Dewpoint temperature is the temperature at which water vapor in the air will condense into dew or water droplets given that the air pressure remains constant. Alternatively, it can be defined as the temperature at which the saturation vapor pressure and actual vapor pressure are equal (Merva 1975). Dewpoint temperature coupled with relative humidity can be used to determine the amount of moisture in the air. Dewpoint temperature is a good estimate of near-surface humidity, thus the dewpoint temperature can affect the stomatal closure in plants, where low humidity can reduce the productivity of the plants (Kimball et al. 1997). When the surface air temperature drops to the level of the dewpoint temperature, dew forms. Especially in arid regions that have infrequent rainfall, the dew can be essential to plant survival (Agam and Berliner 2006).

Many agronomical, ecological, hydrological, and climatological models require dewpoint temperature as an input to estimate evapotranspiration (Hubbard et al. 2003). Dewpoint temperature may also be used to calculate actual vapor pressure or estimate relative humidity (Mahmood and Hubbard 2005). Dewpoint temperature coupled with wet-bulb temperature can be used to calculate critical-damage air temperature for specific crops, allowing producers to determine the potential for a frost to damage those crops (Snyder and de Melo-Abreu 2005). Heat waves, which cause damage and take the lives of people and animals, are intensified by high dewpoint temperatures (Sandstrom et al. 2004). These studies suggest that a non-location-specific dewpoint temperature prediction would be helpful for those in rural areas where fewer weather predictions are made, and there are more crops and livestock. A study by Robinson (2000) proposed that the dewpoint temperature in the United States is slowly increasing over time and, therefore, could be an important weather variable for studies on long-term climate change.

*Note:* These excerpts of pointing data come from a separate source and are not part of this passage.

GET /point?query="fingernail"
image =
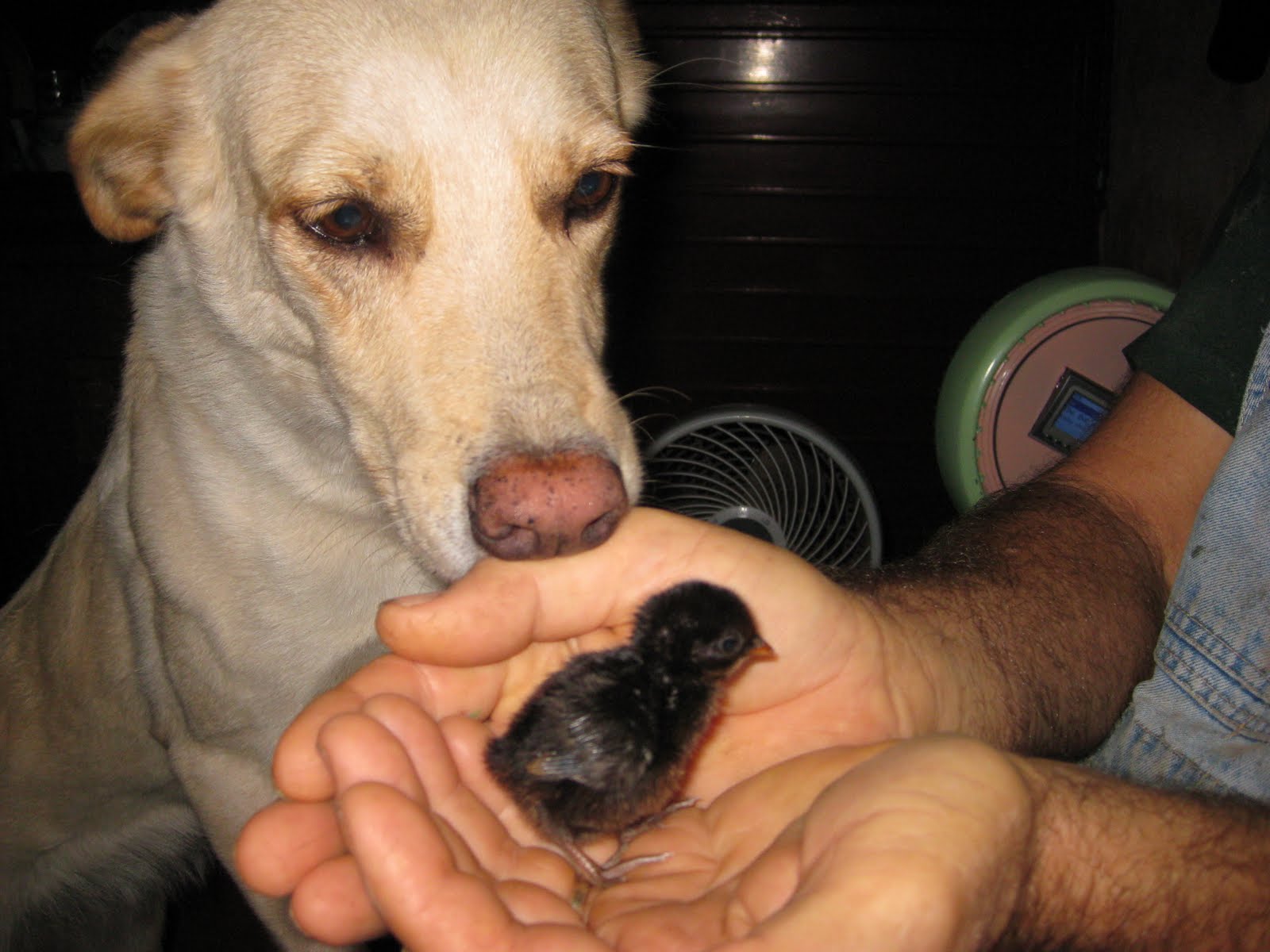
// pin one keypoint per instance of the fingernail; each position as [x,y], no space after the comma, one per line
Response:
[410,601]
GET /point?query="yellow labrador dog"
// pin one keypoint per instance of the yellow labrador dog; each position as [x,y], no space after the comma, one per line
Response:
[365,355]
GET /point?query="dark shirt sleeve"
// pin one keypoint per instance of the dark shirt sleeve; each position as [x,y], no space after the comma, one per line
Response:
[1203,348]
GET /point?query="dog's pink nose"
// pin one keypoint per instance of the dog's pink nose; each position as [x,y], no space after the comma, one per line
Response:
[537,507]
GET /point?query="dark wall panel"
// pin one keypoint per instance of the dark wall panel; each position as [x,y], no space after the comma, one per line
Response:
[831,196]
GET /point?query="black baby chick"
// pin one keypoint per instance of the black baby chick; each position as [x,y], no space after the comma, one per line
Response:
[603,743]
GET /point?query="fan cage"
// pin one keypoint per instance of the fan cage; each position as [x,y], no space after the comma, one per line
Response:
[772,475]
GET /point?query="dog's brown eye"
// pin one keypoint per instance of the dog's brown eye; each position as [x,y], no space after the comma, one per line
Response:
[591,192]
[348,224]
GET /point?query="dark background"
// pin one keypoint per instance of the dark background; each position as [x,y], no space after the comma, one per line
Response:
[832,194]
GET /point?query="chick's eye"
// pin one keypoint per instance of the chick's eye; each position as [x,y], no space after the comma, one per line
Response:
[348,224]
[591,192]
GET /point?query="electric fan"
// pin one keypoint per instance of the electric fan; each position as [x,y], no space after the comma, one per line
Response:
[770,474]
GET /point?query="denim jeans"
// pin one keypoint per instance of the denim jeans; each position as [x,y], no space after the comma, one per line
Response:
[1203,720]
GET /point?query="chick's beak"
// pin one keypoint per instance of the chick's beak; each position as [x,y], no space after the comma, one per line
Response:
[762,651]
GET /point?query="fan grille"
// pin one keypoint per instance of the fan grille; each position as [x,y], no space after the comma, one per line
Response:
[780,484]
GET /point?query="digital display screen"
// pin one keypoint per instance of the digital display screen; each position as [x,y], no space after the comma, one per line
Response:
[1080,416]
[1072,413]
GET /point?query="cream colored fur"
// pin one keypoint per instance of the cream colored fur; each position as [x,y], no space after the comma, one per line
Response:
[300,419]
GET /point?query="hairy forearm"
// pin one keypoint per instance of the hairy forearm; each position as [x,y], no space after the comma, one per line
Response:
[1041,607]
[1124,867]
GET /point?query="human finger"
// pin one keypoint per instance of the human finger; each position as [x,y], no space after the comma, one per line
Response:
[427,901]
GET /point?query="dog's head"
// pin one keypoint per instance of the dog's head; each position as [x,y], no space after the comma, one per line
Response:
[403,207]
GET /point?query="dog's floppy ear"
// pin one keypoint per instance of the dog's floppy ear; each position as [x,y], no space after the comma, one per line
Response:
[121,140]
[633,70]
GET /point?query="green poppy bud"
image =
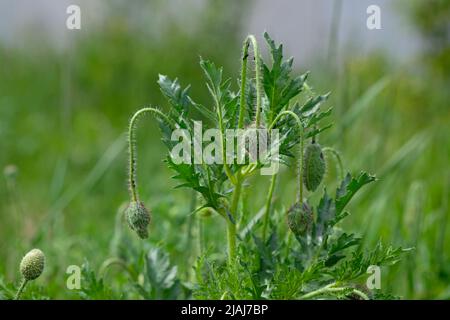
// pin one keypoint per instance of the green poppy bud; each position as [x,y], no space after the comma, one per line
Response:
[300,219]
[206,212]
[313,166]
[32,265]
[138,218]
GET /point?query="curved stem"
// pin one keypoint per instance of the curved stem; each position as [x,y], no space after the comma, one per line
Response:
[250,40]
[302,134]
[131,146]
[22,286]
[338,159]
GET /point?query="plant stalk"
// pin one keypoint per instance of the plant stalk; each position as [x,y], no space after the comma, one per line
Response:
[231,225]
[131,147]
[268,205]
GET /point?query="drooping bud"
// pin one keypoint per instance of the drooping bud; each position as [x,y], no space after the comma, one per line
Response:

Hubbard et al. (2003) developed a regression model for estimating the daily average dewpoint temperature, using the daily mean, minimum, and maximum air temperature as inputs. Their research used 14 yr of data for six cities from South Dakota, Nebraska, Colorado, and Kansas in the United States. Their regression equation based on multiple cities was more accurate than the regression equations for each of the individual cities, with a mean absolute error (MAE) of 2.2°C for the most accurate regression equation. This study’s estimations are useful for determining the values for missing historical weather data, but did not allow the prediction of future values.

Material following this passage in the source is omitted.